Korn would even spend thousands of dollars and travel thousands of miles just to see another magician's card trick.
While the Santa Monica, Calif., resident travels around the world gaining respect from other magicians, he also acquires secrets and tips to improve his own tricks.
Korn arrives in Steamboat Springs today after a visit to Aspen, where he networked at the HBO comedy hour shows that ran daily.
Comedians such as Robin Williams, Danny DeVito and Michael Richards were also in Aspen taping their shows and talking about the future and history of comedy.
"As far as mass media, I'm up and coming," Korn said.
Although Korn said he wishes he were on stage with these legendary comedians, making contacts and getting his name known is a major step in show business.
He will continue that same work at Chaps in the Steamboat Grand for an apres ski party today and Saturday.
He will not be serving or making drinks because creating magic requires doing about eight things at once, he said.
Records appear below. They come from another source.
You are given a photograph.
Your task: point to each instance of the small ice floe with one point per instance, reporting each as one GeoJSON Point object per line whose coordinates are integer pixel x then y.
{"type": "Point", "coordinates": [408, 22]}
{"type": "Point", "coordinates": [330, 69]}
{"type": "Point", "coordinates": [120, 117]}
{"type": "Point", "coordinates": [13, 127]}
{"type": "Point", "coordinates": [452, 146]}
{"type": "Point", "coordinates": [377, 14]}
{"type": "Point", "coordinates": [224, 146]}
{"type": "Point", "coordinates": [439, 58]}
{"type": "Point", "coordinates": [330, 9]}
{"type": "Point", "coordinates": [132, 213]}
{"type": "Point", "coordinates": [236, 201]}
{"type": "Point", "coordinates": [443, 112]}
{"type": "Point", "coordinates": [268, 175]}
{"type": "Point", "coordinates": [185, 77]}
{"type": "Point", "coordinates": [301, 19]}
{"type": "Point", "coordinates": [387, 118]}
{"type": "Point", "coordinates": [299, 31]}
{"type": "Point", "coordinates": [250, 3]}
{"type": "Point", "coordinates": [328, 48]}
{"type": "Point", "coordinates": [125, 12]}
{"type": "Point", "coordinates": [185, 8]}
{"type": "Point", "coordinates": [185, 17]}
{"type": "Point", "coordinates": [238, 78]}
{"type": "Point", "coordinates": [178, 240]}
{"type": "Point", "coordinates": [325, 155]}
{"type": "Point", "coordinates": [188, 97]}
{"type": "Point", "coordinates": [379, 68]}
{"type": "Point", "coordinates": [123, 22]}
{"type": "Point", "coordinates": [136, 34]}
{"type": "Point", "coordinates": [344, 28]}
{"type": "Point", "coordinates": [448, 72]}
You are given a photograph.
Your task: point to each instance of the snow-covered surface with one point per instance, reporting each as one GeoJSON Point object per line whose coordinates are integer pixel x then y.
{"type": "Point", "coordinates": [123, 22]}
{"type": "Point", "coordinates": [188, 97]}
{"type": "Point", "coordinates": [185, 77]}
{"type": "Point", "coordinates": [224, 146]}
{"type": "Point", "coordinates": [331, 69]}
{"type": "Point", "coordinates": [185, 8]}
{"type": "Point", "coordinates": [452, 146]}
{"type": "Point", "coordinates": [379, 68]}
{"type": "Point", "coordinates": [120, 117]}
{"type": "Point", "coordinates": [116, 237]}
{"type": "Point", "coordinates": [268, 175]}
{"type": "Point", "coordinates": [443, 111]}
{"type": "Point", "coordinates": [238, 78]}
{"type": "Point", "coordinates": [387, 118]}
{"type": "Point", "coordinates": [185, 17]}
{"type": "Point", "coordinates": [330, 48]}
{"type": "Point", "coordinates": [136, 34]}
"I'm hoping he has another bartender. When you're trying to do eight things at one time, pouring a drink pushes the limit," Korn said during a phone interview Thursday.
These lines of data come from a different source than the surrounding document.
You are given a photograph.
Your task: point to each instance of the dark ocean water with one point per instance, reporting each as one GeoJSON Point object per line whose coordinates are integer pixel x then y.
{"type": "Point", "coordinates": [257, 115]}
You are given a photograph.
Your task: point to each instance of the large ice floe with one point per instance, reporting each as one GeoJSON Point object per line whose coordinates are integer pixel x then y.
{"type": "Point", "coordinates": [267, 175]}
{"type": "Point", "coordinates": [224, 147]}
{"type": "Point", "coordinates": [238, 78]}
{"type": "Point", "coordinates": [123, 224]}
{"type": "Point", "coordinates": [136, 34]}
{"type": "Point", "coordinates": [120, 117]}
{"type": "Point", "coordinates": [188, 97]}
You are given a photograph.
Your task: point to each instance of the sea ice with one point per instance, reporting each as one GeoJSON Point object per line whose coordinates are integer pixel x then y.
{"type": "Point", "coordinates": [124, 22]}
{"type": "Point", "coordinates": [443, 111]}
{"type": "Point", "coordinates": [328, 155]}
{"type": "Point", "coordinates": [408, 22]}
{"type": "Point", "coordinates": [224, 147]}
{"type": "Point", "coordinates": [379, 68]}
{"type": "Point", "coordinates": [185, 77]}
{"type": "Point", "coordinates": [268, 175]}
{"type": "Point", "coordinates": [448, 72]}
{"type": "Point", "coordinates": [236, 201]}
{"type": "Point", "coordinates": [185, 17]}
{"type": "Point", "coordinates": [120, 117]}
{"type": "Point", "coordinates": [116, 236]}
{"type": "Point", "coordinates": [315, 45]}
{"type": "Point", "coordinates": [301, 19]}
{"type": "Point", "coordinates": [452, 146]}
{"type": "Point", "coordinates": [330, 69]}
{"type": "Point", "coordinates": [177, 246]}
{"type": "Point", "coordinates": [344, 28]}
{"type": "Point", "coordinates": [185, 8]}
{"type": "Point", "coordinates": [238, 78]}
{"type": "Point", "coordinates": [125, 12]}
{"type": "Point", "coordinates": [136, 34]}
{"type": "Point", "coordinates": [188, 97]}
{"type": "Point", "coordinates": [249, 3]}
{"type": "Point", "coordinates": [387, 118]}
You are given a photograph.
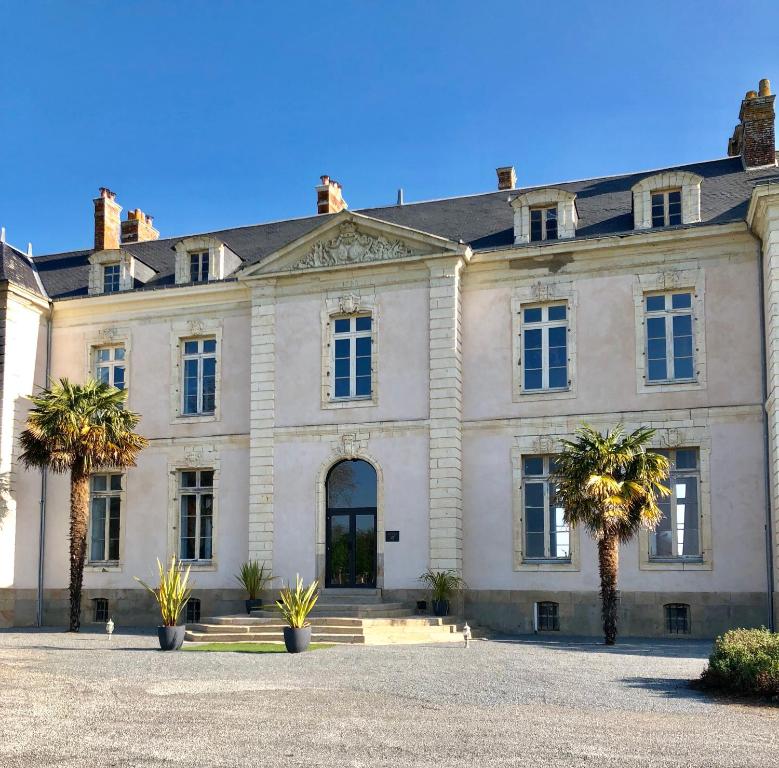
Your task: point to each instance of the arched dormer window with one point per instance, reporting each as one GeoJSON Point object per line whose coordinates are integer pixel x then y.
{"type": "Point", "coordinates": [544, 214]}
{"type": "Point", "coordinates": [202, 258]}
{"type": "Point", "coordinates": [667, 199]}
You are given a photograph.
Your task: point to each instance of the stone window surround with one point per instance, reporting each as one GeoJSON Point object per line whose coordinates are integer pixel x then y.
{"type": "Point", "coordinates": [690, 185]}
{"type": "Point", "coordinates": [535, 446]}
{"type": "Point", "coordinates": [542, 292]}
{"type": "Point", "coordinates": [670, 281]}
{"type": "Point", "coordinates": [347, 304]}
{"type": "Point", "coordinates": [110, 336]}
{"type": "Point", "coordinates": [185, 330]}
{"type": "Point", "coordinates": [348, 445]}
{"type": "Point", "coordinates": [192, 457]}
{"type": "Point", "coordinates": [566, 212]}
{"type": "Point", "coordinates": [108, 566]}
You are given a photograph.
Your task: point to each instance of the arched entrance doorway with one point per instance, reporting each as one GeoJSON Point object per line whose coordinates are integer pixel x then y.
{"type": "Point", "coordinates": [350, 559]}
Korn's signature magic tricks include coin tricks, card magic and mind reading. He said his magic is very crowd friendly and interactive.
"There will be a few surprises Friday and Saturday evening. But I'll have different things on both nights," Korn said.
Korn said his comedic influence is George Carlin a man that is versatile, creative and has stood the test of time for more than 40 years. His magician influence is Max Malini, who took risks and traveled extensively but died more than 50 years ago.
"David Blaine is a street magician who really opened the door for the style I do. Hopefully, I'll be the one who walks through it," Korn said, adding that Doug Henning opened the door for illusionist David Copperfield.
Although magic has a cheesy image, Korn said he intends to make it hipper and cooler than the stereotypical man standing in tuxedo on stage pulling a rabbit out of a hat.
"I learned in the beginning from books. There's an immense amount of practice put into it. But I like taking an old concept and making it new again. Only five people in the world do (coin magic). I like that it's a kept secret," Korn said.
Presenting comedy and magic to royalty across the globe may give many people an arrogant persona, but Korn looks at magic like art "the more you put in, the more you get out."
Korn is home less than two weeks each month because the road of magic keeps him researching, learning and practicing over and over again.
This spring, Korn will appear on "Late Night with Conan O'Brien," "The Late, Late Show with Craig Kilborn" and possibly even "The Oprah Winfrey Show."